All of this was inconceivable when I bought the laptop - I would have called it very unrealistic sci-fi. I am trying not to forget that.

Thank you. It's maddening how people keep making this fundamental mistake.
This is meant to be some kind of Chinese room argument? Surely a 1e18 context window model running at 1e6 tokens per second could be AGI.
Personally I'm hoping for advancements that will eventually allow us to build vehicles capable of reaching the moon, but do keep me posted on those tree growing endeavors.
Tree growing?

And I don't follow, we've had vehicles capable of reaching the moon for over 55 years

It's about the immutability of the network at runtime. But I really don't think this is a big deal. General-purpose computers are immutable after they are manufactured, but can exhibit a variety of useful behaviors when supplied with different data. Human intelligence also doesn't rely on designing and manufacturing revised layouts for the nervous system (within a single human's lifetime, for use by that single human) to adapt to different settings. Is the level of mutability used by humans substantially more expressive than the limits of in-context learning? what about the limits of more unusual in-context learning techniques that are register-like, or that perform steps of gradient descent during inference?
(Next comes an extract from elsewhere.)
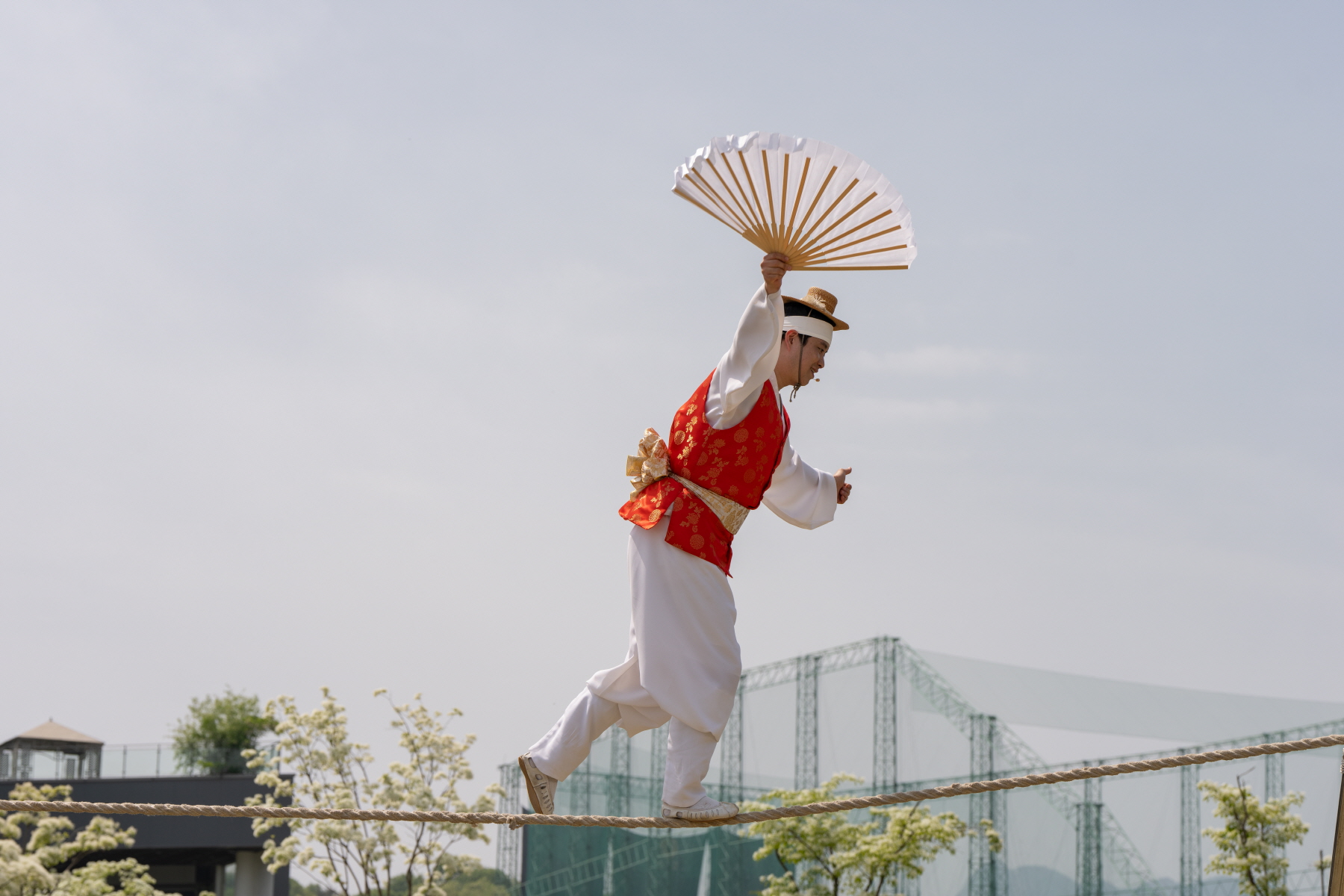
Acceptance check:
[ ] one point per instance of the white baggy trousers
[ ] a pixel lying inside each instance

I don't know of a good argument that all of these techniques used in ML are fundamentally not expressive enough.
Excuse me for the bad joke, but it seems like your context window was too small.

The Tree growing comment was a reference to another comment earlier in the comment chain.

"Surely a 1e18 context window model running at 1e6 tokens per second could be AGI."

And why?

Because that's quite a bit more information processing than any human brain
I don't think it is quantity that matters. Otherwise supercomputers are smart by definition.
This argument works better for state space models. A transformer would still steps context one token at a time, not maintain an internal 1e18 state.
That doesn't matter, are you familiar with any theoretical results in which the computation is somehow limited in ways that practically matter when the context length is very long? I am not
What do the vector space embeddings for digit strings even look like? Can you do arithmetic on them? If that's even desirable that it seems like you could just skip "embedding" altogether and intern all the numbers along one dimension.